Li-Fi based image transmission system using Arduino, ESP32, and Python PCA compression
In today's more connected world, the need for quicker, safer, and more efficient means of data transfer is ever-increasing. Older wireless technologies such as Wi-Fi and Bluetooth have transformed the way we communicate, but they are not without their limitation, everything from spectrum congestion to possible security risks. As digital communication continues to grow more data-heavy, especially with the proliferation of smart devices, IoT networks, and multimedia data, there is increasing demand for new communication solutions that can address these challenges directly. Li-Fi (Light Fidelity) is a new technology that presents an interesting solution.
With the use of visible light to transmit data, Li-Fi creates a huge, unregulated spectrum that is many times larger than the conventional radio frequency spectrum. In contrast to Wi-Fi, which uses radio waves to transmit data, Li-Fi uses modulated light signals usually LEDs or lasers to wirelessly transfer data. This enables very high-speed data transfer and introduces a physical security layer, as light cannot pass through solid objects, thus restricting data leakage. This project investigates the practical application of Li-Fi technology in real-time digital image transfer.
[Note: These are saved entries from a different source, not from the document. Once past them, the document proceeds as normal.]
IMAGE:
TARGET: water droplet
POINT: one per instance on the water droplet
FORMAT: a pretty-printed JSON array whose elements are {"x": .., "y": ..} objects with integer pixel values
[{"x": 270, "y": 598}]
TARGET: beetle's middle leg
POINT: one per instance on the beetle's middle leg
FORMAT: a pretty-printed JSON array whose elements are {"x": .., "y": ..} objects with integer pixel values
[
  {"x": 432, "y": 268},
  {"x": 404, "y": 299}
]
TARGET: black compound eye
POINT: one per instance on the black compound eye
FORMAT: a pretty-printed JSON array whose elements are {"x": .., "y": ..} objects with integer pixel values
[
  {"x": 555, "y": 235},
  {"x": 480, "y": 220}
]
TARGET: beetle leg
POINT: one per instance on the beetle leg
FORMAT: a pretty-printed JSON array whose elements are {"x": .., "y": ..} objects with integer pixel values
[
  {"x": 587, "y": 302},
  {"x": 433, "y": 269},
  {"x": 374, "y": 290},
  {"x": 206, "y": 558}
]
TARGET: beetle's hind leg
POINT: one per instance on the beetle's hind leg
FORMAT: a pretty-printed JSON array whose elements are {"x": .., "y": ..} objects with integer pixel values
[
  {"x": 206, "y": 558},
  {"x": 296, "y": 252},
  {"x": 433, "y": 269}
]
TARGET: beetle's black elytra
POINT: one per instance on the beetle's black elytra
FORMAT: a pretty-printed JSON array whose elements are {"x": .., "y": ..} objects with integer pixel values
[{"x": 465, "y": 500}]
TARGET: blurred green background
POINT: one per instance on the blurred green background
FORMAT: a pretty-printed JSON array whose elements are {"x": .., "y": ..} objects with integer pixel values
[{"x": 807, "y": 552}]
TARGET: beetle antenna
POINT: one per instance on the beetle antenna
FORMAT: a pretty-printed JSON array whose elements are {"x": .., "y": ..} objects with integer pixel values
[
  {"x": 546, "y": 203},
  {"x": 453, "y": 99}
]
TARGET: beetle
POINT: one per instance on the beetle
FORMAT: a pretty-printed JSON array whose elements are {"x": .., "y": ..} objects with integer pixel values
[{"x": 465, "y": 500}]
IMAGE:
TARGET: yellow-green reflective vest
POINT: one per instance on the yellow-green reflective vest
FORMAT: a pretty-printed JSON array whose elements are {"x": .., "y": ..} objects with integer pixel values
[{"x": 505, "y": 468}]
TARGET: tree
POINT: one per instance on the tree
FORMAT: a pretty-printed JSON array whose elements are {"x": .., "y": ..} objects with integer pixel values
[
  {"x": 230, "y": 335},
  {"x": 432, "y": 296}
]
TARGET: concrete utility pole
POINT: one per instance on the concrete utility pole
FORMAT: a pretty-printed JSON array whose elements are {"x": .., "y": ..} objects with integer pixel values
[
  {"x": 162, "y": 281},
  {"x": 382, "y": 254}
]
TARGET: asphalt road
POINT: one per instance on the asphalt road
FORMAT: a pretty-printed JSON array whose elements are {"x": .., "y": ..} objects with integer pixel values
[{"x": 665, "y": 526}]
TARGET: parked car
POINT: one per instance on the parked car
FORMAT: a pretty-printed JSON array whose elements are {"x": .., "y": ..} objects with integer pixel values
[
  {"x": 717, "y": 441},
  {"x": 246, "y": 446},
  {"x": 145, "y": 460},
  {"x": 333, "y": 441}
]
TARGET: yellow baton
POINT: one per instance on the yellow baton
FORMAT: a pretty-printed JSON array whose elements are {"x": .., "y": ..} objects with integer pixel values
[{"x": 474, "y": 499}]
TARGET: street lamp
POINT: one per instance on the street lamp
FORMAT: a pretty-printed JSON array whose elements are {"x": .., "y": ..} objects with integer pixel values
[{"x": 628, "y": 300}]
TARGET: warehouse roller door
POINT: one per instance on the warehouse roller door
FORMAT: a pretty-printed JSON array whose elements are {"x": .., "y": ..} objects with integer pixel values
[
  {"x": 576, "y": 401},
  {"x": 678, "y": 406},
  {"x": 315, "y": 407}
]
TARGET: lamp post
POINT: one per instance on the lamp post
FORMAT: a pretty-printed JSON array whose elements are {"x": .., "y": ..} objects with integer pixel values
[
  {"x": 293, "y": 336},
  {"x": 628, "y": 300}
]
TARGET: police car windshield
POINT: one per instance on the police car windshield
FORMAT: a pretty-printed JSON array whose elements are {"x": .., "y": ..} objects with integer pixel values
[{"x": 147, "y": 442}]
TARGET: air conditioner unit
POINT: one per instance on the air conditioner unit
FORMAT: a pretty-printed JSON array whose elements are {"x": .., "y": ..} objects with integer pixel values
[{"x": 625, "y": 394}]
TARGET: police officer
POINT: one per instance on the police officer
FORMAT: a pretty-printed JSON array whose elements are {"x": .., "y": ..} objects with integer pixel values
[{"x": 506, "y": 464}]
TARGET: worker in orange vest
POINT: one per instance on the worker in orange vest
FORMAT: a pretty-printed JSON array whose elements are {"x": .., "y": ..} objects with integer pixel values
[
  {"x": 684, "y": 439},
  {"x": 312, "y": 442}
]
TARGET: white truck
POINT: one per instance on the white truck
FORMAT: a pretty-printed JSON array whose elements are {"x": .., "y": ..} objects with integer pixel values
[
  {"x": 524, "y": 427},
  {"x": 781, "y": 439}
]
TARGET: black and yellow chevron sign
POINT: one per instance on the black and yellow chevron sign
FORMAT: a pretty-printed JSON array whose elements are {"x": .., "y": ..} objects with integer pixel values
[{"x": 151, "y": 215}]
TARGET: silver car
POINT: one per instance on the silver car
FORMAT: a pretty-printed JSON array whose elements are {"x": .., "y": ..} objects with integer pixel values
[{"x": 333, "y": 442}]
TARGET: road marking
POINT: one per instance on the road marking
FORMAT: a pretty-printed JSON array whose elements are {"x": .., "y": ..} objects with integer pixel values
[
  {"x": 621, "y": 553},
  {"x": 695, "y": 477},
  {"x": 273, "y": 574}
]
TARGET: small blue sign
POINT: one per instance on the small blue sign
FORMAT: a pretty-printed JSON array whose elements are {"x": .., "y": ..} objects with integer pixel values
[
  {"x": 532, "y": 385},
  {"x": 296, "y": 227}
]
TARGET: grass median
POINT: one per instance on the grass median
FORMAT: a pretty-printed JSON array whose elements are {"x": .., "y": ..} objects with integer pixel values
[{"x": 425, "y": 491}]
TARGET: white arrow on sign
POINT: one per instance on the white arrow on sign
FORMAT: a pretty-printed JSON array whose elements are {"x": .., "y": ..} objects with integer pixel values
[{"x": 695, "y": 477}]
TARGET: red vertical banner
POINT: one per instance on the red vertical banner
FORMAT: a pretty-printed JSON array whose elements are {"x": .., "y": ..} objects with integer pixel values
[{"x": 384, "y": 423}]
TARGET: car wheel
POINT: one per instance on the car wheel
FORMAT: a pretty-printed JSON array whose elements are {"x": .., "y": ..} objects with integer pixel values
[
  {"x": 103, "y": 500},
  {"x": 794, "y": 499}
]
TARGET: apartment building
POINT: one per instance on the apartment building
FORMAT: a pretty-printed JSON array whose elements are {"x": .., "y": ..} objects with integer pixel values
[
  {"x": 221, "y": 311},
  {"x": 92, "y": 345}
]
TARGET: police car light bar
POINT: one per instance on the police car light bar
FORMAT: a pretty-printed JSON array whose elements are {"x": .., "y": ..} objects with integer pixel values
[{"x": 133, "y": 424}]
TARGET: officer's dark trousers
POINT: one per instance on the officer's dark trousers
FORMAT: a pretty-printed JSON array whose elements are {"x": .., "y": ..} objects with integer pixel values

The objective is to create an operational prototype with the ability to transmit compressed image data via a laser-based Li-Fi system within a short range. A laser diode acts as the transmitter of light and a photodiode as the receiver. A microcontroller that is an ESP32 is the core of the system, handling the control of data flow as well as modulating and demodulating the signals. To optimize image transmission, we implement methods like PCA- based auto-encoder to compress the image during transmission. This reduces the data size remarkably without affecting the quality of the recovered image. The compressed image is encoded in binary form and transmitted through modulated light pulses. These signals are decoded at the receiver and an image is recovered using the onboard processing capacity of the ESP32.
In addition, the project uses cloud technology through the incorporation of Dropbox API for safe storage and recovery of image files. This way, the image data is not only communicated efficiently but also stored and available remotely.